# Import necessary packages

In [1]:
import os
import sys
import math
import numpy as np
import pandas as pd
from tqdm import tqdm
import datetime
from pprint import pprint
import matplotlib.pyplot as plt
import matplotlib.dates as mdates
from pathlib import PurePath
import warnings
warnings.filterwarnings("ignore")

# Defining the parameter space

- threshold: [1, 2, 4] (representing 1/2/4 times the experimental area radius for wind transpose model)
- ignore_duration: [30, 60, 120] (indicating event lengths below 30/60/120 seconds to be ignored)
- short_stack: [0, 1] (0 for analyzing all experimental dates, 1 for analyzing only the short stack scenario)

In [2]:
threshold = [1, 2, 4]
ignore_duration = [30, 60, 120]
short_stack = [0, 1]

inputs = [
    [1, 60, 0],
    [2, 60, 0],
    [4, 60, 0]
]

print("Input Parameters:")
print("{:<20} {:<20} {:<20}".format('Threshold', 'Ignore Duration', 'Short Stack'))
for i in inputs:
    print("{:<20} {:<20} {:<20}".format(i[0], i[1], i[2]))

Input Parameters:
Threshold            Ignore Duration      Short Stack         
1                    60                   0                   
2                    60                   0                   
4                    60                   0                   


# Load Confusion Matrix for Reliability metrics

For bellow inputs, load the data for the Event-based Confusion Matrix for metrics 
    "TP(%)",
    "FP(%)",
    "FN(%)",
    "TN(%)",
    "sample_size",
    "FPR(%)",
    "TPR(%)",
    "TNR(%)",
    "FNR(%)",
    "Accuracy(%)",
    "Precision(%)"
| threshold | ignore_duration | short_stack |
| :-: | :-: | :-: |
| 1 | 60 | 0 | 
| 2 | 60 | 0 |
| 4 | 60 | 0 |


In [3]:
data_dir = PurePath("../../results/03_DetectionAnalysis", "Time-based ConfusionMatrix")
path_pattern = "threshold={}xradius_duration={}xseconds.csv"

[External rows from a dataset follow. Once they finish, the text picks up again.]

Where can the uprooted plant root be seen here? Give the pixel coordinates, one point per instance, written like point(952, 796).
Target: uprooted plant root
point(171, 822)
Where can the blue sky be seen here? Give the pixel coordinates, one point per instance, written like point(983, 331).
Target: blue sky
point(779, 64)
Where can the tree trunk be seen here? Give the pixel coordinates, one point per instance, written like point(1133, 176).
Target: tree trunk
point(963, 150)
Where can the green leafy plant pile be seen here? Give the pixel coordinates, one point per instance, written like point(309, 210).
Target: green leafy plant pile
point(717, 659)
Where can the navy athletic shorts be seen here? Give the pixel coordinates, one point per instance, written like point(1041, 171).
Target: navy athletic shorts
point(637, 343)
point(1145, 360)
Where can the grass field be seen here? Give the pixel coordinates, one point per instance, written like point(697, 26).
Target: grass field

sensor_names = ["Andium", "Canary", "Ecoteco", "Kuva", "Oiler", "Qube", "Sensirion", "Soofie"]

def get_time_based_difference(data_dir, path_pattern_inputs, sensor_names):
    """
    Get the time-based difference of the confusion matrix.
    Args:
        data_dir: The directory of the confusion matrix.
        path_pattern_inputs: The input parameters of the confusion matrix.
        sensor_names: The sensor names.
    Returns:
        The time-based difference of the confusion matrix.
    """
    difference_dict = {}
    for sensor_name in sensor_names:
        difference_dict[sensor_name] = pd.DataFrame(
            columns=["threshold", "samples", "TP(%)", "FP(%)", "FN(%)", "TN(%)", 
                     "TPR(%)", "FPR(%)", "FNR(%)", "TNR(%)", "Accuracy(%)", "Precision(%)" ]
                     )
    for input in inputs:
        threshold = input[0]
        ignore_duration = input[1]
        short_stack = input[2]

        print("Threshold: {}, Ignore Duration: {}, Short Stack: {}".format(threshold, ignore_duration, short_stack))

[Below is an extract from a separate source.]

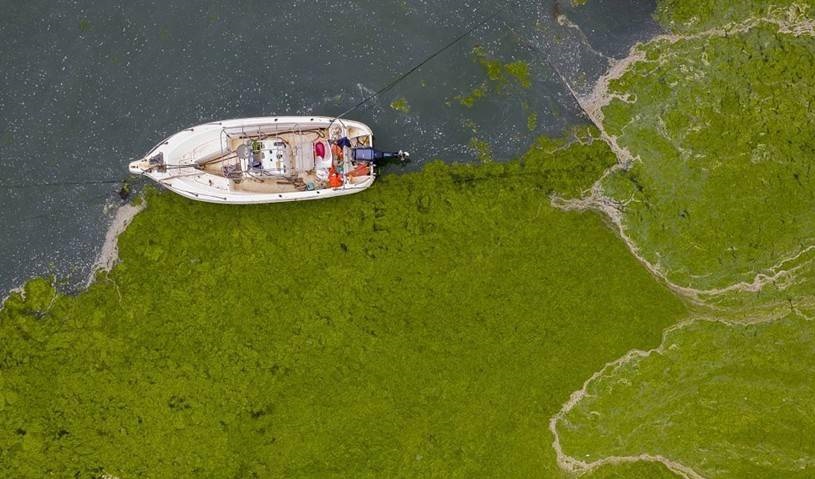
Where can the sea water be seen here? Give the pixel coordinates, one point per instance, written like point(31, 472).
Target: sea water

        if short_stack == 0:
            pre_str = ""
        else:
            pre_str = "ss"

        df_time_based = pd.read_csv(os.path.join(data_dir, path_pattern.format(threshold, ignore_duration, pre_str)))
        for sensor_name in sensor_names:
            print("\t Sensor: {}".format(sensor_name))
            samples = df_time_based[df_time_based["Sensor"] == sensor_name]["sample_size"].values[0]
            TP = df_time_based[df_time_based["Sensor"] == sensor_name]["TP(%)"].values[0]
            FP = df_time_based[df_time_based["Sensor"] == sensor_name]["FP(%)"].values[0]
            FN = df_time_based[df_time_based["Sensor"] == sensor_name]["FN(%)"].values[0]
            TN = df_time_based[df_time_based["Sensor"] == sensor_name]["TN(%)"].values[0]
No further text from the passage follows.